Two special young athletes have proven up to the Challenge and are receiving a major league reward as a result.
Tyson Resalat, 14, and Vincent Woywitka, 16, are both part of the Sherwood Park Minor Baseball Association’s Challenger program — an initiative that is in its second year of operation in the Park that is designed specifically to empower children and youth living with cognitive and/or physical disabilities.
The program is powered by Baseball Canada, Little League Canada and the Jays Care Foundation and it is that last one that comes with the big reward as the SPMBA were allowed to select a pair of their players to participate in the National Jamboree in Toronto on Friday — an expenses paid trip where they will meet some Blue Jays and play a game at Rogers Centre.
Local Challenger Baseball coordinator Richard Bourne said the Park pair were over the moon when they found out that they were off to play on the same field as the Toronto Blue Jays with the chance to meet and interact with some of their star players.
“They bring athletes from across the country in for this and we decided to sponsor two of our athletes to go to the event this year,” he said. “We had a list of criteria and had our coaches come up with names and the same tow athletes that I had in the back of my mind that I would pick are the same two that they all recommended.
“I called the parents and told them and both of the athletes are just off-the-wall excited that they are going to this. One of the families, when they told their son, he wanted to get on the plane right then and there. They have been counting the sleeps. Both boys that are going are avid baseball fans and one is just a die-hard Jays fan. It is neat that we can give them this experience.”
In its second year of operation in Sherwood Park, the Challenger program has already proven a valuable for all involved — both the participants themselves and those who assist them in their weekly Wednesday night games.

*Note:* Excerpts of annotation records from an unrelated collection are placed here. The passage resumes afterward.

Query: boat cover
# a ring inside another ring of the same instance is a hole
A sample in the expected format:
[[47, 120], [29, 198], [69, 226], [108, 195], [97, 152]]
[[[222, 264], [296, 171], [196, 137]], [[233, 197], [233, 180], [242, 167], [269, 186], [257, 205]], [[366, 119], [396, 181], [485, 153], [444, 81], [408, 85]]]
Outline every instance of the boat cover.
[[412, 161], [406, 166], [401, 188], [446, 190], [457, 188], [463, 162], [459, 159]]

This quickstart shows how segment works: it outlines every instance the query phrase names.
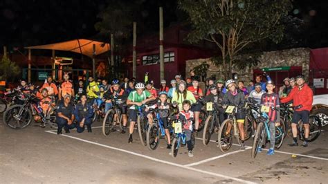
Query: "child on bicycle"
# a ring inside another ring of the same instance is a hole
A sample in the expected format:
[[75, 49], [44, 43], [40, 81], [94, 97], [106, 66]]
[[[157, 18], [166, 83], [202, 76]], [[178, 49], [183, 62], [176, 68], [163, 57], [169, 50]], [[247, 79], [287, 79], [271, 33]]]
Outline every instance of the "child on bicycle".
[[[270, 129], [270, 149], [268, 149], [267, 155], [273, 155], [275, 154], [275, 123], [280, 120], [279, 111], [279, 95], [273, 92], [275, 84], [272, 81], [267, 81], [266, 89], [268, 93], [264, 93], [261, 98], [261, 104], [270, 107], [268, 116], [269, 117], [268, 126]], [[257, 148], [257, 152], [262, 151], [262, 145]]]
[[188, 100], [185, 100], [182, 102], [183, 110], [177, 115], [178, 119], [183, 122], [183, 129], [185, 134], [185, 140], [188, 149], [188, 156], [192, 157], [192, 121], [194, 120], [194, 113], [190, 111], [191, 102]]

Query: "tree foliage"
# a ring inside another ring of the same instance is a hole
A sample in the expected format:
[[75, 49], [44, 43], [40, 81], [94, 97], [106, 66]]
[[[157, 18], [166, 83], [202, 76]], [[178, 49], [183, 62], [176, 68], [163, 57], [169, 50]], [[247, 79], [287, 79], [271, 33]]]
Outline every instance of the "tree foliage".
[[179, 0], [179, 5], [192, 27], [188, 40], [215, 44], [221, 55], [213, 62], [222, 65], [226, 78], [233, 64], [245, 64], [235, 57], [248, 46], [265, 39], [281, 41], [282, 20], [292, 8], [289, 0]]
[[0, 80], [12, 81], [20, 73], [19, 66], [3, 55], [0, 62]]

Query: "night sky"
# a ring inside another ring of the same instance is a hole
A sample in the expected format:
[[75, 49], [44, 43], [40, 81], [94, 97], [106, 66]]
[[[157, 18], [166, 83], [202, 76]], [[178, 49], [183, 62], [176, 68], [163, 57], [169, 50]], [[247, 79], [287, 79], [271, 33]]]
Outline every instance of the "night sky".
[[[121, 0], [122, 1], [122, 0]], [[143, 33], [158, 30], [158, 7], [164, 6], [165, 26], [183, 21], [183, 15], [176, 8], [176, 1], [125, 1], [131, 5], [142, 5], [139, 21]], [[328, 21], [325, 18], [328, 1], [294, 1], [290, 14], [304, 20], [302, 37], [307, 37], [304, 46], [328, 46]], [[104, 0], [2, 0], [0, 45], [8, 48], [46, 44], [76, 38], [95, 38], [109, 42], [98, 35], [94, 24], [97, 15], [116, 1]], [[182, 17], [182, 18], [181, 18]], [[2, 53], [2, 51], [1, 51]]]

“It has gone very well,” Bourne said. “For not knowing how many kids we were going to have, we have been very pleasantly surprised with the number of athletes that we have had and the success of the program. This year we have about 40 kids in the program. We pair the athletes up with able-bodied buddies to make sure that they have fun and be safe and also to become their friends. That has been happening quite a bit. Some of our Challenger athletes want the same kids for buddies every time. It has worked out well. It is not the traditional baseball game, They hit off a tee if they want or can hit underhand pitching if they choose that. They hit the ball and run the bases with their buddy, If they are in a wheelchair, their buddy pushes them, or if they have a walker they go with them and encourage them. They can run one base or run them all. We have squeaky bases that some of them love to stomp on and have a big laugh.”
The program is designed to teach children and youth aged five to 18 the core life-skills inherent to baseball, including: teamwork, communication, determination, resiliency, inclusion, support and courage.
With the help of “Buddies” who are assigned on a one for one basis for each participant, games are played in a safe environment where the focus is on having fun instead of keeping score.
“I’ve had parents come to me and say how great the program is,” Bourne said. “There is a shortage of programs like this and this fills a void. There are kids that just love baseball but there was no way they could play in the regular leagues that we have. Parents are just ecstatic that we have this. We take our rep team players and each of them sign players up for two weeks per summer to be the buddies. We have teams that love it so much that they come back for three or four nights. I have about 12 or 14 coaches involved, and these are people who have been around baseball for a lot of time. It’s funny, the coaches we have for the Challenger program have more experience at the national and provincial championship level than our whole rep coaching staff from this year. Some of the old-timers really love the idea of coming out once a week and working with these kids.”